By virtually every financial metric, Broadcom delivered an exceptional fiscal second quarter. Year-over-year revenue climbed 48% to reach $22.2 billion. The company posted adjusted earnings of $2.44 per share. AI semiconductor revenue more than doubled, rocketing 143% higher to $10.8 billion. Yet the stock collapsed 24% from its record high regardless.
Broadcom Inc., AVGO
This dramatic disconnect reveals just how elevated investor expectations had become.
The market punishment wasn’t driven by poor performance. Instead, it stemmed from forward-looking projections that failed to match the lofty bar set by an overly optimistic market. Broadcom forecasted roughly $16 billion in AI chip revenue for its fiscal third quarter. While this represents more than a tripling versus the prior-year period, Wall Street had anticipated at least $17 billion.
Adding fuel to the fire: CEO Hock Tan chose not to elevate the company’s long-range AI semiconductor revenue projection. He maintained the existing forecast of exceeding $100 billion in AI chip sales by fiscal 2027. In today’s momentum-driven market, failing to raise guidance was interpreted as a bearish signal.
Trading activity exploded on the day shares plummeted. This wasn’t a gradual reevaluation — it was an abrupt market recalibration.
There’s a crucial disparity that deserves attention. While Broadcom delivered $10.8 billion worth of AI chips last quarter, Tan revealed that AI semiconductor orders during that identical period topped $30 billion. In other words, customers are placing orders at nearly triple the rate Broadcom can fulfill them. This points to a supply constraint, not faltering demand.

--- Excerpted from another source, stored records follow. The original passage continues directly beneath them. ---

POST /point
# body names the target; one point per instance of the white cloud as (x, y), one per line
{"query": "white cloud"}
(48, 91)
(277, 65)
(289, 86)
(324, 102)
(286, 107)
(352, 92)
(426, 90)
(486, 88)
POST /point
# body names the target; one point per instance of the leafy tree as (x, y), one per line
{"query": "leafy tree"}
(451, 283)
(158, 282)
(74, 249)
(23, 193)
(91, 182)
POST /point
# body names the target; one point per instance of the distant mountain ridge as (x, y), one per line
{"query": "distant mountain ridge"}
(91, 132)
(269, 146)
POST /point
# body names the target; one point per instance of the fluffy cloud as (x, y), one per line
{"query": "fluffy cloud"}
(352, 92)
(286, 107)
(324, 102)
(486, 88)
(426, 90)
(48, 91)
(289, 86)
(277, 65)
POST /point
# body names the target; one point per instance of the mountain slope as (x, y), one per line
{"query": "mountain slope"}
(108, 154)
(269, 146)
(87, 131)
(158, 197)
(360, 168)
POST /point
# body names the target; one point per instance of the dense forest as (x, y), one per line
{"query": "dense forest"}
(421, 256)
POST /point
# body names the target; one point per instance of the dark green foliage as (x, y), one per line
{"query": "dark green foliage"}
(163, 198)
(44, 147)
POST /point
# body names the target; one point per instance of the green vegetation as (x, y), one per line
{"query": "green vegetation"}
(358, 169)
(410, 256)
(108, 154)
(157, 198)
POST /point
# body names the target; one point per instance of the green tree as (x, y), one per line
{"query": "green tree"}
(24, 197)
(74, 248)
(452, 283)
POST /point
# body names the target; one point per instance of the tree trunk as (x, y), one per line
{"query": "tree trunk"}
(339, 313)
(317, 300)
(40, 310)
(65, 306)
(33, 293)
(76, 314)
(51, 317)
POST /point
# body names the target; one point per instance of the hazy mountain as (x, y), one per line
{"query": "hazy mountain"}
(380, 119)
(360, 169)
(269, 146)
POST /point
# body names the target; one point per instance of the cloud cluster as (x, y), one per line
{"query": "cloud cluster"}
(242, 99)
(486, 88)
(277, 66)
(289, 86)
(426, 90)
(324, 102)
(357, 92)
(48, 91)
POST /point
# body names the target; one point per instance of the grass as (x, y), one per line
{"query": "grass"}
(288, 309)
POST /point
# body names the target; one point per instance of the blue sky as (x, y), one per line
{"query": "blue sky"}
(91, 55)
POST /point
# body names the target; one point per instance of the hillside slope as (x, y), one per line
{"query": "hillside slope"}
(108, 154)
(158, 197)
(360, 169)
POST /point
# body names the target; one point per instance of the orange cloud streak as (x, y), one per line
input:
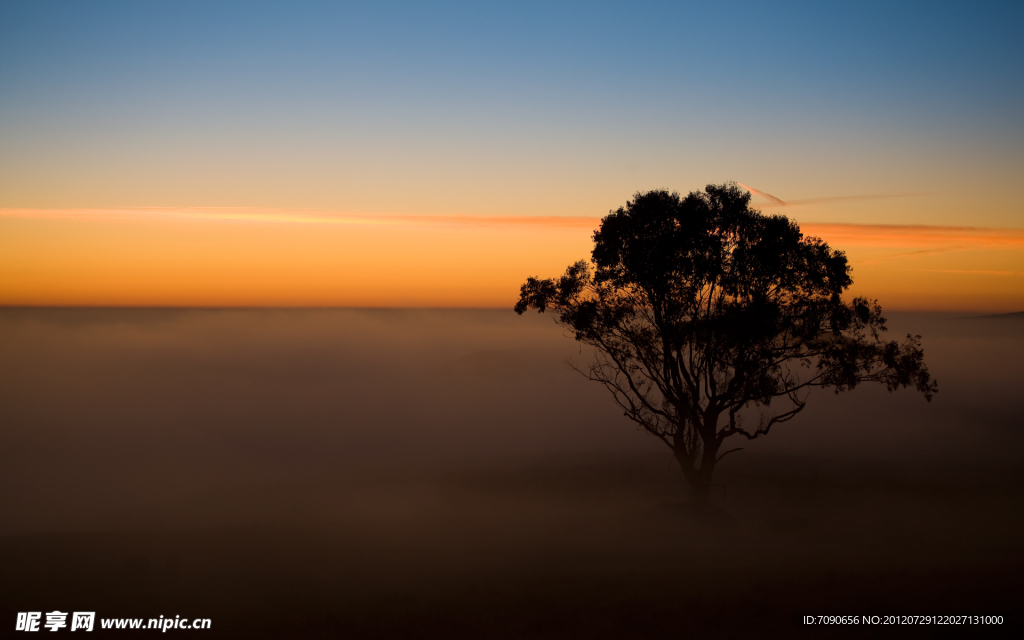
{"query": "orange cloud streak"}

Tan characterized the appetite for XPUs and networking infrastructure as “simply insatiable.” The semiconductor giant has secured gigawatt-scale commitments from major AI players including Anthropic, OpenAI, and Meta. Management now anticipates shipping over 10 gigawatts of AI chips by 2027.
On June 24, Broadcom and OpenAI unveiled their inaugural collaborative custom AI processor, dubbed the Jalapeño. Engineered specifically for inference workloads, the chip is already operational in testing environments running OpenAI’s GPT-5.3-Codex-Spark model. Tan informed Reuters that the processor rivals Nvidia’s Blackwell GPUs and Google’s TPU offerings in performance. OpenAI intends to begin deployment before the calendar year closes.
Sell-side analysts aren’t abandoning their bullish stance. JPMorgan maintained its Overweight rating along with a $580 price objective following the decline, advising clients it would be “aggressive buyers” at these price levels.
The overall Wall Street consensus remains decidedly positive — a substantial majority of analyst ratings are in Buy territory, with consensus price targets still exceeding $500.
That said, legitimate challenges exist. CFO Kirsten Spears has highlighted potential margin compression as AI business grows relative to Broadcom’s total revenue mix, noting that certain AI system sales generate thinner margins compared to the software division. Tan has also acknowledged the possibility that Google might expand its TPU supplier base over time, though Broadcom continues to play a pivotal role in Google’s semiconductor strategy.
The downturn extended beyond Broadcom as well. Shares of Nvidia, AMD, Marvell, Intel, and Micron all faced selling pressure in the sessions following Broadcom’s report, as investors recalibrated valuations throughout the AI semiconductor landscape.
Broadcom’s fiscal Q3 AI chip guidance of roughly $16 billion, though below analyst projections, would still mark a threefold increase compared to the same quarter last year.